Buenos Aires, 18 de Agosto – Mensaje enviado por el Ingeniero Alejandro Peña Esclusa desde su prisión en Caracas (Venezuela) y leído en la conferencia desarrollada por los delegados de la Argentina y del Uruguay, de la Unión de Organizaciones Democráticas de América – UnoAmérica -, en el Centro de Oficiales de las Fuerzas Armadas.

Carta a los argentinos

Queridos argentinos:

Con motivo de realizarse una conferencia de UnoAmérica en Buenos Aires, he querido enviar unas palabras referidas a tres temas: El XVI Encuentro del Foro de Sao Paulo, la liberación de los prisioneros políticos argentinos, y el papel de la Argentina en la integración iberoamericana.

1. Al cumplirse 20 años de fundado, el Foro de Sao Paulo (FSP) decidió sostener su tradicional Encuentro en la Argentina, justo en estos mismos días. Llama la atención que el documento que sirve de base para el Encuentro, incluye una propuesta para combatir “la contraofensiva de la derecha latinoamericana”.

Los integrantes del FSP son incapaces de reconocer que lo que ellos denominan “la contraofensiva de la derecha” es más bien la respuesta natural de los pueblos al estruendoso fracaso de su proyecto político.  Ciertamente, UnoAmérica fue creada, entre otros motivos, para combatir el avance del Socialismo de Siglo XXI; pero lo que el FSP realmente enfrenta no es a UnoAmérica, como ellos alegan, sino el rechazo generalizado de la población, desilusionada por la mala gestión de sus gobernantes. Porque una cosa es criticar cómodamente desde los predios de la izquierda, y otra -muy distinta- es proporcionar bienestar, generando empleo y desarrollo.

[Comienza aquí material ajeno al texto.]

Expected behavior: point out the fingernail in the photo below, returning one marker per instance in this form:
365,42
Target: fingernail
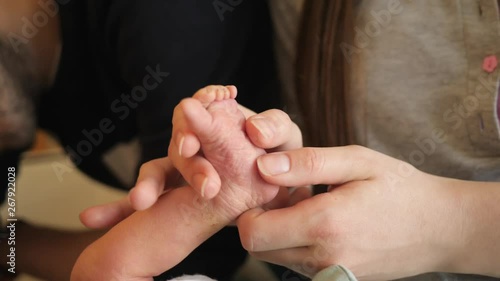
262,125
204,180
180,142
274,164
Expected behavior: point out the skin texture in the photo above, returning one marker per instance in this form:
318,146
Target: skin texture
271,130
145,243
383,220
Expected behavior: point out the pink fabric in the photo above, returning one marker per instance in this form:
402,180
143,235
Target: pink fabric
498,106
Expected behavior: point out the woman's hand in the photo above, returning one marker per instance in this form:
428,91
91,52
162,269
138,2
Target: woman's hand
382,218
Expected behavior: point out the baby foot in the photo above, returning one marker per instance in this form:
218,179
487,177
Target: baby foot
213,117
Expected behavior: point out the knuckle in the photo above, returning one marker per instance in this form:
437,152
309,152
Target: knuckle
313,161
246,238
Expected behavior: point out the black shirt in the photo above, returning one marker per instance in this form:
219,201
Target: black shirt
125,64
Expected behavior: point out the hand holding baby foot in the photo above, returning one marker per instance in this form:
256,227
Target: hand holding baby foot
212,124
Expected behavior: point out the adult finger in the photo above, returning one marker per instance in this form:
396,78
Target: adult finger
309,166
262,231
106,215
273,129
154,177
198,173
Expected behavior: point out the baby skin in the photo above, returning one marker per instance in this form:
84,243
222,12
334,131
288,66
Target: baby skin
208,135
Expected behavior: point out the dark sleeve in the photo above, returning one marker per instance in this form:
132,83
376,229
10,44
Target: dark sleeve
179,46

Interpreto mi encarcelamiento -así como los ataques diarios a nuestra organización- como una muestra de debilidad por parte del Foro de Sao Paulo. Sus integrantes creen que culpándonos de sus fracasos y encerrándome en un calabozo, podrán detener los vientos de democracia y de libertad que soplan por todo el continente americano.

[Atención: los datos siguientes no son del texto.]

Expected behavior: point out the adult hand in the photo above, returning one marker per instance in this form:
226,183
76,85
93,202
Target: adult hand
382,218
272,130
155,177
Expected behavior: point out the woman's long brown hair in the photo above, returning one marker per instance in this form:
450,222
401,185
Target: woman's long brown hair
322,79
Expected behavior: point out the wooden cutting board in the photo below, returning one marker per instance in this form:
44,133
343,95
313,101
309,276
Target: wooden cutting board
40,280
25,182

Los resultados económicos y sociales de los gobiernos controlados por el Foro de Sao Paulo han sido desastrosos; particularmente en Venezuela, que presenta los índices de inflación, devaluación, desabastecimiento, inseguridad, y falla en los servicios, más altos de América Latina, pese a haber recibido los ingresos más elevados de toda su historia. El mencionado documento base, se ve obligado a admitir que el Foro ha sido vencido electoralmente en Panamá, Costa Rica, Chile y Colombia; y que sufrió una derrota humillante en Honduras. El propio protagonista del desastre, Manuel Zelaya, estará presente en el Encuentro para proporcionar detalles de lo ocurrido.

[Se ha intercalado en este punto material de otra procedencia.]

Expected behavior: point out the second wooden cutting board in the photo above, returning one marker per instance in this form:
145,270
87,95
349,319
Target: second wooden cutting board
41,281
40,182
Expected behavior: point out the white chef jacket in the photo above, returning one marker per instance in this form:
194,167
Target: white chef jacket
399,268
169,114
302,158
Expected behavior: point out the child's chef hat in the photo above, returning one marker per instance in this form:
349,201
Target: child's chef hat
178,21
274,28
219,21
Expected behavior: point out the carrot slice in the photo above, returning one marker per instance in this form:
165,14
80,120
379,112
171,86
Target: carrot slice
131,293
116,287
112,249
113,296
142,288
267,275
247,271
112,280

Lo que el documento no dice, es que la candidata del Partido de los Trabajadores del Brasil levanta cabeza sólo porque Lula interviene flagrante e ilegalmente en la campaña electoral. Si otra prueba se necesitaba para comprobar el importante rol de Lula en el Foro, allí está para reconfirmarlo la participación en el XVI Encuentro de su mano derecha, Marco Aurelio García.

El documento base tampoco explica que el candidato peruano del FSP, Ollanta Humala -presente en el Encuentro- no tiene posibilidad alguna de ganar las próximas elecciones presidenciales. Otro exponente del Foro, Fernando Lugo, probablemente deba abandonar la presidencia del Paraguay, aunque por razones de salud. El mandatario salvadoreño Mauricio Funes, cuyo partido pertenece al FSP, se distanció del Socialismo del Siglo XXI, porque su alianza con Chávez casi le cuesta la Presidencia.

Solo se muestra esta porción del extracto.